Seis días después, Jesús tomó consigo a Pedro, a Santiago y a Juan, el hermano de Santiago, y los llevó aparte, a una montaña alta. Allí se transfiguró en presencia de ellos; su rostro resplandeció como el sol y su ropa se volvió blanca como la luz. En esto, se aparecieron Moisés y Elías conversando con Jesús. Pedro dijo a Jesús:
—Señor, ¡qué bien que estemos aquí! Si quieres, levantaré tres albergues: uno para ti, otro para Moisés y otro para Elías.
Mientras estaba aún hablando, apareció una nube luminosa que los envolvió y de la cual salió una voz que dijo: «Este es mi Hijo amado; estoy muy complacido con él. ¡Escúchenlo!».
Al oír esto, los discípulos se postraron sobre su rostro, aterrorizados. Pero Jesús se acercó a ellos y los tocó.
—Levántense —dijo—. No tengan miedo.
Cuando alzaron la vista, no vieron a nadie más que a Jesús.
Mientras bajaban de la montaña, Jesús les encargó:
—No cuenten a nadie lo que han visto hasta que el Hijo del hombre se levante de entre los muertos.
Entonces los discípulos preguntaron a Jesús:
—¿Por qué dicen los maestros de la Ley que Elías tiene que venir primero?
—Sin duda Elías vendrá y restaurará todas las cosas —respondió Jesús—. Pero les digo que Elías ya vino y no lo reconocieron, sino que hicieron con él todo lo que quisieron. De la misma manera, va a sufrir el Hijo del hombre a manos de ellos.
Entonces entendieron los discípulos que les estaba hablando de Juan el Bautista.
Cuando llegaron a la multitud, un hombre se acercó a Jesús y se arrodilló delante de él. Y dijo:
—Señor, ten compasión de mi hijo. Le dan ataques y sufre terriblemente. Muchas veces cae en el fuego o en el agua. Se lo traje a tus discípulos, pero no pudieron sanarlo.
—¡Ah, generación incrédula y malvada! —respondió Jesús—. ¿Hasta cuándo tendré que estar con ustedes? ¿Hasta cuándo tendré que soportarlos? Tráiganme acá al muchacho.

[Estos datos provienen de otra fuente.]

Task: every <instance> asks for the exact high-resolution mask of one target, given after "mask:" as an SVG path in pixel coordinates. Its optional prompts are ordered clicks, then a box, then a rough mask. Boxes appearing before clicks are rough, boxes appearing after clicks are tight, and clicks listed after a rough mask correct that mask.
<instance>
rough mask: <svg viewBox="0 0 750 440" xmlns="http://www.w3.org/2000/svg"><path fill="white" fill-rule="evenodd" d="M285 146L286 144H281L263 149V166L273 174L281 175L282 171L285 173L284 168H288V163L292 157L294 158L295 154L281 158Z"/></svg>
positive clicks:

Jesús reprendió al demonio, el cual salió del muchacho, y este quedó sano desde aquel momento.
Después los discípulos se acercaron a Jesús y, en privado, preguntaron:
—¿Por qué nosotros no pudimos expulsarlo?
—Por la poca fe que tienen —respondió—. Les aseguro que si tuvieran fe tan pequeña como una semilla de mostaza, podrían decirle a esta montaña: “Trasládate de aquí para allá” y se trasladaría. Para ustedes nada sería imposible.
Estando reunidos en Galilea, Jesús les dijo: «El Hijo del hombre va a ser entregado en manos de los hombres. Lo matarán, pero al tercer día resucitará». Y los discípulos se entristecieron mucho.
Cuando Jesús y sus discípulos llegaron a Capernaúm, los que cobraban el impuesto del Templo se acercaron a Pedro y preguntaron:
—¿Su maestro no paga el impuesto del Templo?
—Sí, lo paga —respondió Pedro.
Al entrar Pedro en la casa, se adelantó Jesús a preguntarle:
—¿Tú qué opinas, Simón? Los reyes de la tierra, ¿a quiénes cobran tributos e impuestos: a los suyos o a los demás?
—A los demás —contestó Pedro.
—Entonces los suyos están exentos —dijo Jesús—. Pero para no escandalizar a esta gente, vete al lago y echa el anzuelo. Saca el primer pez que pique; ábrele la boca y encontrarás una moneda. Tómala y dásela a ellos por mi impuesto y por el tuyo.